The "require approved client apps" feature in conditional access is a very good security feature, but sometimes a 3:rd party app must be supported, .e.g., a room booking system for mobile devices. If the feature "require approved client apps" is enabled, there is no way to support a 3:rd party app. Please make it possible to add apps (tenant wide) to the "require approved client apps" list.

Please add Microsoft Whiteboard Client as Approved client app requirement for Conditional Access so that this is not blocking productive on IOS/Android when trying to secure SharePoint/OneDrive.
https://docs.microsoft.com/en-us/azure/active-directory/conditional-access/technical-reference#approved-client-app-requirement

Please add the ability to customize the text that the end-user receive, when a sign in is being blocked due to corporate defined conditional access policies.

See: https://feedback.azure.com/forums/169401-azure-active-directory/suggestions/17486230-allow-custom-error-messages-for-conditional-access

Expand the cloud app Session Controls area to be able to apply OWA policies on-the-fly.

Allow admins to do things like block download access unless the user is within a trusted location or on a compliant or domain joined device.

Effectively this, but without the need for ADFS: https://technet.microsoft.com/en-us/library/dn530630(v=exchg.150).aspx

Combining that with the SharePoint session controls will result in a more complete browser-only experience for unmanaged/untrusted devices.

Intune applies compliance policies to machines twice. One for the Signed in AAD user, and another for the 'System Account'. The devices in question become uncompliat due to the system account not getting logged into. When devices are marked not-compliant, and you have a conditional access policy this makes things difficult. Users will no longer be able to access company data when marked 'not-compliant'. Please have the compliance policy only apply to the signed in AAD user. Having to remote into PC's and sign into a root user just so the compliance policy hits is not good! Thanks

Allow the use of IPv6 within Conditional Access.

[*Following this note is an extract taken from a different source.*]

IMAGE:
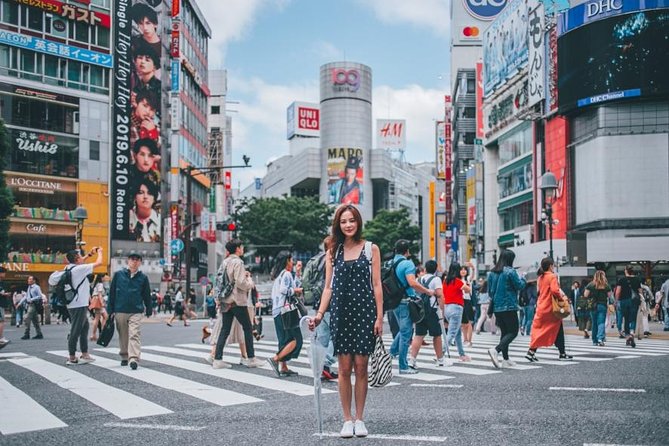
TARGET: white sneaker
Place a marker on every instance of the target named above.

Extend conditional access to cover EWS for on-premise Exchange. At present we are able to protect all entry methods other than Outlook on OSX connecting via EWS

To allow us to create a blanket policy and then exclude the MyApps site from the Conditional Access Policy.

We can then allow customers to login and use the MyApps site as a launch pad to all their services whilst being very specific about what apps require additional compliance.

The potential to place a device into a quarantine before permission is granted to access any corporate resource. Many of my customers wish to use Intune and have a mobility strategy but wish to restrict access to corporate devices only.

Perhaps one way to achieve this is to make it a condition for conditional access scenarios that the device is 'corporate', which could be extended to Azure AD conditional access too. This may give the opportunity to have different access policies depending on the application or service being granted access to.

Device Compliance reporting for devices only. We user shared devices in our enviroment. Compliance policies are running for all users that sign into a device messing up our reporting. For instance, a compliance policy for minimum OS version runs for all users that sign into a device. One user sets the device non-compliant because it does not meet the requirements. Next user signs in after it updates to minimum requirements and sets the compliance only for that user. The device still shows non-compliant because of the previous user who may never login to that device again to mark it compliant.

We recently ran into the issue that our Conditional Access Policies were not applied to members of a nested Azure AD Security group that is a member of the Azure AD security group the policy is assigned to. Support confirmed this is currently "as designed". Can you please fix this so policies are applied to members of nested groups as well? Thank you!

Currently the Yammer Mobile App does not have feature support for Conditional Access with Intune or Azure AD Conditional Access to work with MAM WE.

This causes the Yammer App to be blocked when Conditional Access is configured and enabled for device targeting.

Requesting the feature support for Conditional Access to be implemented for Yammer to allow this area of support for the product.

Please also note the conversation in this thread: https://www.yammer.com/microsoft.com/#/Threads/show?threadId=800165359

Thank you.

Currently the PowerBI does not have feature support for Conditional Access with Intune or Azure AD Conditional Access.

This causes the PowerBI to be blocked when Conditional Access is configured and enabled for device targeting.

Requesting the feature support for Conditional Access to be implemented for PowerBI to allow this area of support for the product.

Add Support to Block Access to SharePoint Online via browser while access is managed by InTune conditional access policies.

Now that we have more Conditional Access options, like controlling OWA in Office365 the next step in this evolution would be to only allow Corporate owned devices to enroll. Making it possible to only enroll pre-registered devices. This would unblock a lot of customers with that exact requirement.